In this article, we focus on the fundamentals of running Karpenter on AKS, provide examples of how to get started, and dive deeper into NAP for AKS.
Karpenter is designed to work with any Kubernetes cluster regardless of its environment, including cloud providers and on-premises configurations. Karpenter offers new features, such as dynamic instance types, graceful handling of interrupted instances, and improved scheduler times.
Karpenter observes the events within a Kubernetes cluster and sends commands to the cloud provider. It detects new pods, evaluates their scheduling constraints, and provisions nodes based on the requirements. New pods are then scheduled on the newly provisioned nodes. Karpenter removes nodes when no longer needed, minimizing scheduling latencies and infrastructure costs.
Karpenter uses custom resources called NodePools that specify the resources that Karpenter should provision, such as nodes or virtual machines. Whenever an application requires additional resources, Karpenter actively checks the provisioners to see if any new ones need to be created. A provisioner is aware of the constraints affecting the nodes and their attributes. Its job includes:
The node auto-provisioning (NAP) feature in AKS, which is based on Karpenter and has been in public preview since December 2023, aims to reduce the burden of designing node pool configurations before deploying workloads. In addition to consolidation, which is a significant part of NAP, it is responsible for rescheduling workloads to the correct sizes of virtual machines, which reduces the running costs for your applications.
NAP is a new Azure feature based on the Karpenter project and the Azure Kubernetes Service (AKS). NAP determines the optimal VM configuration based on pending pod resource requirements. Note that this feature is still in preview as of writing this article and hasn’t reached general availability yet.
NAP is most useful when workloads become more complex, making resource requests and VM configurations more difficult. NAP automatically deploys, configures, and manages Karpenter on AKS clusters.
Node auto-provisioning offers automatic scaling, updates, and maintenance, reducing operational overhead and integrating seamlessly with cloud-native services. In contrast, self-hosted node management solutions require manual management, providing more control over configurations and greater potential cost savings, but they demand greater expertise, time, and resources to maintain.
In NAP mode, Karpenter is run by AKS as an add-on, closely resembling a managed cluster autoscaler.

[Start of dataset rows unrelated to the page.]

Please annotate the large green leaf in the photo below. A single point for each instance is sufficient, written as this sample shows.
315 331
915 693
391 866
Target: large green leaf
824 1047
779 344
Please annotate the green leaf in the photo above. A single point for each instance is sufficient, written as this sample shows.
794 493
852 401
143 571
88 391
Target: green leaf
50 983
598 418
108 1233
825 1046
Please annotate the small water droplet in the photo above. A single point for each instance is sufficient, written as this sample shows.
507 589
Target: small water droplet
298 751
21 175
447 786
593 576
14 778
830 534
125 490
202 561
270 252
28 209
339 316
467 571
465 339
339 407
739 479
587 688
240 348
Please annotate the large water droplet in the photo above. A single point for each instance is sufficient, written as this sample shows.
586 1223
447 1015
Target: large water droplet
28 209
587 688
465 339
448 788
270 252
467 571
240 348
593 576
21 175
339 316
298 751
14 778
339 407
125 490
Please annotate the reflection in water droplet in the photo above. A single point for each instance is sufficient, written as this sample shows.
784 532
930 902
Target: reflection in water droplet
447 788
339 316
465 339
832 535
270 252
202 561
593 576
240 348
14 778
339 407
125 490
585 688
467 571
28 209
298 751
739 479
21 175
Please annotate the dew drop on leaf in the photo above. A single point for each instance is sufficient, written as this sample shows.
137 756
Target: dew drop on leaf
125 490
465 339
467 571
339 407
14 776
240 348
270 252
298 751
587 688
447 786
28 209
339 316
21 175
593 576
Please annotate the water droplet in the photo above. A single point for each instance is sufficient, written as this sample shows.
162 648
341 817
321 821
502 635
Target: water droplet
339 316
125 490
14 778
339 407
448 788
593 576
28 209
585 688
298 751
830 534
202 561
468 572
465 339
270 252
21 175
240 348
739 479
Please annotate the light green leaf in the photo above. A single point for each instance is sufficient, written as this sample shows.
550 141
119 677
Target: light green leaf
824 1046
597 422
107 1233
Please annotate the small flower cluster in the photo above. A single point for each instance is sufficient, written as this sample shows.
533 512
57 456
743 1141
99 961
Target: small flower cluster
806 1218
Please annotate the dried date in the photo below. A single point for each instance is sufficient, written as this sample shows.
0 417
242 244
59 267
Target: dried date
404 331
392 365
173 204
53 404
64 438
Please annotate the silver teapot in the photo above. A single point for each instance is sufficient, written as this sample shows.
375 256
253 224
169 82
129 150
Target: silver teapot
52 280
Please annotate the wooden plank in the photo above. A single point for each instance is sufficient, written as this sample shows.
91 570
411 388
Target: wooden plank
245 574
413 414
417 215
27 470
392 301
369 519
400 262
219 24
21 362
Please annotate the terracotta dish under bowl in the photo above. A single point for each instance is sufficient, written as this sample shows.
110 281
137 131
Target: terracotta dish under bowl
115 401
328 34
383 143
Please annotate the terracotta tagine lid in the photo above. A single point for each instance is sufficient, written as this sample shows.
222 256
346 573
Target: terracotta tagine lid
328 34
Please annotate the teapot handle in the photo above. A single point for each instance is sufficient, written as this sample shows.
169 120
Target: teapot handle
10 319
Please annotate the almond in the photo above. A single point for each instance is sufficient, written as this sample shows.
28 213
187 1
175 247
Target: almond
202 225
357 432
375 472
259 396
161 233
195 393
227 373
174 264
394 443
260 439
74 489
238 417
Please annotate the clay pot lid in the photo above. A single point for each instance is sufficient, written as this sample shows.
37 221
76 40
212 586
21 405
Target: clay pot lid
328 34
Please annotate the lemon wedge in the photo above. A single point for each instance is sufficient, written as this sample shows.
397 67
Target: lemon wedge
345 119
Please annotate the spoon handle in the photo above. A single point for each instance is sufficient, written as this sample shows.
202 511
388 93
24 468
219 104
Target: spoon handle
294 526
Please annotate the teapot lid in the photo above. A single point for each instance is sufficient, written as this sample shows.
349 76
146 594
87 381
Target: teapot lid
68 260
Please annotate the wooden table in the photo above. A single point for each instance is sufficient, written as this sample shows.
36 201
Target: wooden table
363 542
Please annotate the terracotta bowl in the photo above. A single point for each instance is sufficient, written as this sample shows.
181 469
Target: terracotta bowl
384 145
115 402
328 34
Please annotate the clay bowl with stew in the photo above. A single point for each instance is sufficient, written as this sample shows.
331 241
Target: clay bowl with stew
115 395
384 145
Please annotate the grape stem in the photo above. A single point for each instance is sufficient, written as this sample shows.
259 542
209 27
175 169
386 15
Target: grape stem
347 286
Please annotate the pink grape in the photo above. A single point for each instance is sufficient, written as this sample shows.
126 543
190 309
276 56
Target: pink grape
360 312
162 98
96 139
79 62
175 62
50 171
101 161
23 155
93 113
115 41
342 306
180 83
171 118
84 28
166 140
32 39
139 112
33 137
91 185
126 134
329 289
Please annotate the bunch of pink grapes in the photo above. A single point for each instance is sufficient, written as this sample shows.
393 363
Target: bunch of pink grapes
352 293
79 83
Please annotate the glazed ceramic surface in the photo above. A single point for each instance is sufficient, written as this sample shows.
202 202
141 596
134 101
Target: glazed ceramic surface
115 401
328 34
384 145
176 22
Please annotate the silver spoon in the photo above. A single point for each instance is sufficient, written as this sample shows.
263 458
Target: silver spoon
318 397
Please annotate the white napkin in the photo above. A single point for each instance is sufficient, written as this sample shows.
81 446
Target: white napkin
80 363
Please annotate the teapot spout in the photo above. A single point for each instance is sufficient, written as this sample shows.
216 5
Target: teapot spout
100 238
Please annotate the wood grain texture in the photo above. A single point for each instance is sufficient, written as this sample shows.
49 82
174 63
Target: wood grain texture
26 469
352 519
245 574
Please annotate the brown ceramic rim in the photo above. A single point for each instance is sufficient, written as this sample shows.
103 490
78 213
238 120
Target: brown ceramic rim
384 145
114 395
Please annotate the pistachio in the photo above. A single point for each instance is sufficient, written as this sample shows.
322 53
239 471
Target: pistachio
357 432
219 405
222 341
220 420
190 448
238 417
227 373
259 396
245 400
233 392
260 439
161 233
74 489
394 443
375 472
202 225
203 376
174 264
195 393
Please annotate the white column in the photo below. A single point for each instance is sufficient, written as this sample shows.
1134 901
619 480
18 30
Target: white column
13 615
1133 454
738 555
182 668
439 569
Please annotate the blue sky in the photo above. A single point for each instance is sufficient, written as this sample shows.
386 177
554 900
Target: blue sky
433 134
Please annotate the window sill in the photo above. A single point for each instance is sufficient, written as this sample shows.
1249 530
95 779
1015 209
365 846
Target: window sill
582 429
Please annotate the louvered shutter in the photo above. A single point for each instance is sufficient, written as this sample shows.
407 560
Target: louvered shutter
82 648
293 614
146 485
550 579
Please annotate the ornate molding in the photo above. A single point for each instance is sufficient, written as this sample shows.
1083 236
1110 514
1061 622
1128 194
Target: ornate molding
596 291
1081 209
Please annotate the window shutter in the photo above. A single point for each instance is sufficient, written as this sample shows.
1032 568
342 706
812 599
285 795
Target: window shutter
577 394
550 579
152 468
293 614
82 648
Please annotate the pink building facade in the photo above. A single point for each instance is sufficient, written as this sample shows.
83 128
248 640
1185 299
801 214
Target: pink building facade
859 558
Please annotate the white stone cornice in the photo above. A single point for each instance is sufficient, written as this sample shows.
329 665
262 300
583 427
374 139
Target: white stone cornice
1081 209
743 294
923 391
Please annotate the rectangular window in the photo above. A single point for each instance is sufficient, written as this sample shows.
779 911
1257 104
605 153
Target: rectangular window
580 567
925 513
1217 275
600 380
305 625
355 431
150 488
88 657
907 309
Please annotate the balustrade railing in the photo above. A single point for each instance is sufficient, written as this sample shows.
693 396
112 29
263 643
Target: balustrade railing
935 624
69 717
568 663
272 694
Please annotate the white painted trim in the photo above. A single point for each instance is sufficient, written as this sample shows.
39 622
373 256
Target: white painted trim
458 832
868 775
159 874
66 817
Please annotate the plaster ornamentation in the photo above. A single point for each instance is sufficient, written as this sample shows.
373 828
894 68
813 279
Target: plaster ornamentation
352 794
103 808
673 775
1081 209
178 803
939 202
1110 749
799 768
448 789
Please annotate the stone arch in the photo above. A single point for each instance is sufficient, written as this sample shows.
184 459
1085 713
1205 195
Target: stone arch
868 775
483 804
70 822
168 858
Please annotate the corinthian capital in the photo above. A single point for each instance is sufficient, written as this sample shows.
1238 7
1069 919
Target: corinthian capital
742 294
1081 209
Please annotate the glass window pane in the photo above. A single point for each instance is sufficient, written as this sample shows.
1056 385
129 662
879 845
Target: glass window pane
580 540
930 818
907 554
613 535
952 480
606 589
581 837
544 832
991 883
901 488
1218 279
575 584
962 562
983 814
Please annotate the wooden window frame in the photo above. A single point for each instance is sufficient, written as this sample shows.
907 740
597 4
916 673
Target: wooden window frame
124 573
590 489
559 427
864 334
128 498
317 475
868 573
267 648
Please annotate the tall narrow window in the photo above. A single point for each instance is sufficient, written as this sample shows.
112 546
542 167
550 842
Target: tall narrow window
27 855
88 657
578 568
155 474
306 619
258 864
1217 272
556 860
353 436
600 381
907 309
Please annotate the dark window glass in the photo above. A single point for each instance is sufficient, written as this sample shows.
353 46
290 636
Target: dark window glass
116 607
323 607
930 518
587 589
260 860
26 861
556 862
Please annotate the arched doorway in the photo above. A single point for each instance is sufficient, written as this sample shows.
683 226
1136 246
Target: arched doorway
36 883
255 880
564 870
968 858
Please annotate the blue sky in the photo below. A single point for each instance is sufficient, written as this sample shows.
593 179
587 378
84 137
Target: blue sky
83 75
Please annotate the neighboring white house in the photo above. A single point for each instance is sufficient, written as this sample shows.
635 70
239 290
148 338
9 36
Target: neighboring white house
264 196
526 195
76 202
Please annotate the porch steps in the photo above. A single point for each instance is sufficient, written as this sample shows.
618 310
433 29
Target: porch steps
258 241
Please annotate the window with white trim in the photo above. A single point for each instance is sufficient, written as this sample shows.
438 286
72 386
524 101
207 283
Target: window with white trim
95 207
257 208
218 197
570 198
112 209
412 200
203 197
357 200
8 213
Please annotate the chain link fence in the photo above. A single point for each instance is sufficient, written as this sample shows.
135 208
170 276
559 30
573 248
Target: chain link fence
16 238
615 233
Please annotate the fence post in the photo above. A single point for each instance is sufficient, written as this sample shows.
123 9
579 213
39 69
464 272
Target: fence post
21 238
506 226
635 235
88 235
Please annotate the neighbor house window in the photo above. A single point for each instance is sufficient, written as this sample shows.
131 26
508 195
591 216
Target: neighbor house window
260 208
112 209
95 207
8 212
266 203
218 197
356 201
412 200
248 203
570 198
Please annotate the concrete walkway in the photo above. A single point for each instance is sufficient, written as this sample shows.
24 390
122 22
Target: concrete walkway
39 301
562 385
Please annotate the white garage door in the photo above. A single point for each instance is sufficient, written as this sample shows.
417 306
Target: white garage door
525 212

Most users will benefit from this mode because it removes the overhead and complexity of manual configuration design.
On the other hand, in the self-hosted mode, Karpenter is run as a standalone deployment within a cluster. Self-hosted mode is suitable for advanced users who require more granular customization of Karpenter’s deployment and complete control over the automation of their clusters.
In the following sections we will walk through the processes of enabling NAP for both new and existing AKS clusters, illustrating the practical steps and considerations involved. These tutorials aim to clarify the setup procedures and highlight the benefits and challenges associated with each mode.
To utilize NAP as a managed add-on, you must have the following:
The process is well documented in the official learn.microsoft.com documentation and can be found here with instructions for both Azure CLI and JSON format for ARM templates. A brief guide for the process using the AZ CLI is as follows.
First, install the aks-preview CLI extension, making sure you are on the latest version:
az extension add --name aks-preview
az extension update --name aks-preview
Next, use the az feature register
command to register the NodeAutoProvisioningPreview
feature and verify the registration status. Then refresh the Microsoft.ContainerService provider by running the following commands:
az feature register --namespace "Microsoft.ContainerService" --name "NodeAutoProvisioningPreview"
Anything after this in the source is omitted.